Global security and the G7’s growing centrality
Share
G7 Summit

Global security and the G7’s growing centrality

Russia’s invasion of Ukraine has led to some countries reaffirming their shared agreement on the value of open societies, but centrifugal forces are still casting dark clouds over the future of global governance

Russia’s heinous invasion of Ukraine is complicating and fragmenting global governance structures – and not for the better. While the G7’s role may take on added weight, the G20 will be crippled and the world’s ability to tackle global challenges undermined. 

The G7 started meeting at a time of global upheaval with the collapse of the Bretton Woods system in the 1970s. It played a leading role in steering the global economy throughout the 1980s and ’90s. 

But the first decades of the 2000s witnessed strong growth in many emerging markets. Overcoming the global financial crisis from 2008 to 2009 underscored the fact that the G7 alone no longer had the clout to manage the global economy without China. 

The G20 leaders’ process was born in late 2008. Non-G7 members of the G20, especially the so-called ‘BRIC’ group of Brazil, Russia, India and China, asked why its members should assume responsibility for managing the global economy with the G7 when they were excluded from global governance. Soon, non-G7 members of the G20 joined bodies such as the Financial Stability Forum (now the Financial Stability Board). By September 2009, the G20’s Pittsburgh Summit declared the G20 to be the premier forum for its leaders’ international cooperation. In this period, the G20 was instrumental in helping support the global recovery, mobilising substantial resources for emerging markets and low-income countries, and laying the basis for significant shifts in the voting power of the International Monetary Fund and World Bank to dynamic emerging markets. 

Changing conditions

By 2014, conditions changed, putting multilateralism increasingly on the back foot. Vladimir Putin’s Crimea and Donbas invasions made Russia a pariah. After the global financial crisis, many in China argued for freeing the country from a US-led western order. President Xi Jinping pursued a more statist approach at home and an increasingly aggressive posture vis-à-vis the West. The Trump presidency saw the United States turn unilateralist, inward, bellicose and protectionist. Among key emerging markets, Chinese growth remained strong, but Brazil and Russia stagnated. Progress in modernising international financial institutions stalled. China’s clout in the world economy is nowhere close to being properly reflected in its weight in international financial institutions. The World Trade Organization has been at a standstill. Regional organisations (such as the Asian Infrastructure Investment Bank, New Development Bank, Chiang Mai Initiative and European monetary arrangements) are developing and expanding, to some degree at the expense of those multilateral international financial institutions.

New priorities

The priorities of G7 members also changed. The G7 has increasingly been concerned about cyber issues, crypto-assets, anti-money laundering, counterterrorist financing and sanctions policies, areas where countries such as Russia and China are often seen as malign. Unsustainable Chinese lending practices have added to debt distress throughout low-income countries, but efforts to work with China to relieve unsustainable debt have largely hit a great wall.

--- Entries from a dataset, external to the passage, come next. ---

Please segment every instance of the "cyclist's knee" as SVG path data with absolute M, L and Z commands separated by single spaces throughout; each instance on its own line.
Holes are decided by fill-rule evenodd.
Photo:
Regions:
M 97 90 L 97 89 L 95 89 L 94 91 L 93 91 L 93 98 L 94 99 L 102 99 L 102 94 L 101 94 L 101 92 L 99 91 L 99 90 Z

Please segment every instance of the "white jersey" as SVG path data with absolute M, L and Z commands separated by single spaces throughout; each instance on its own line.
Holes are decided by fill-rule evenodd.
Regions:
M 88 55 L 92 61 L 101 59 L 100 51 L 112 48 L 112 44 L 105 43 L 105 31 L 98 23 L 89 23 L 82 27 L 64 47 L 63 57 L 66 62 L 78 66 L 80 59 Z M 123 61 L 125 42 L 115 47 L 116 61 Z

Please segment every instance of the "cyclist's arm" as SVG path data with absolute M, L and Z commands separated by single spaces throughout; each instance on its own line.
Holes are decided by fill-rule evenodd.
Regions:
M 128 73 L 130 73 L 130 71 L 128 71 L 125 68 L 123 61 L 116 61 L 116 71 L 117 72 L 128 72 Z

Russia’s invasion of Ukraine on 24 February this year is only reinforcing these centrifugal forces. 

With Xi and Putin’s ‘no limits’ friendship, the G7 is gaining greater traction as an anti-authoritarian democracy club. Indeed, the G7 members were joined at the 2021 Cornwall Summit by Australia, Korea, India and South Africa, who reaffirmed with their G7 their shared agreement on the value of open societies. The war has revived the North Atlantic Treaty Organization. To the extent there is now an East–West split, the new East consists of Russia with half-hearted Chinese backing, while the East of the Cold War era has been ripped apart by German reunification and Central Europe gleefully bolting from Russian oppression for the West.

China will reflect long and hard about how to protect itself from actions launched by the West to freeze the Russian central bank’s assets, although it will not jeopardise its economic interests with the West for Russia. 

On the economic and financial front, issues such as economic development, climate change and the fight against global poverty remain important for the G20. Overcoming them requires US and China cooperation. 

Yet that is hardly a viable prospect at this moment. With fissures torn open between the West and the new East, the G20 will be split this year. Eyes in the West will instead focus on Germany’s G7 presidency. 

Perhaps countries can come together on a case-by-case basis – so-called variable geometry – to tackle selected global challenges. But, on balance, the clouds over the future of global governance are quite dark and grey.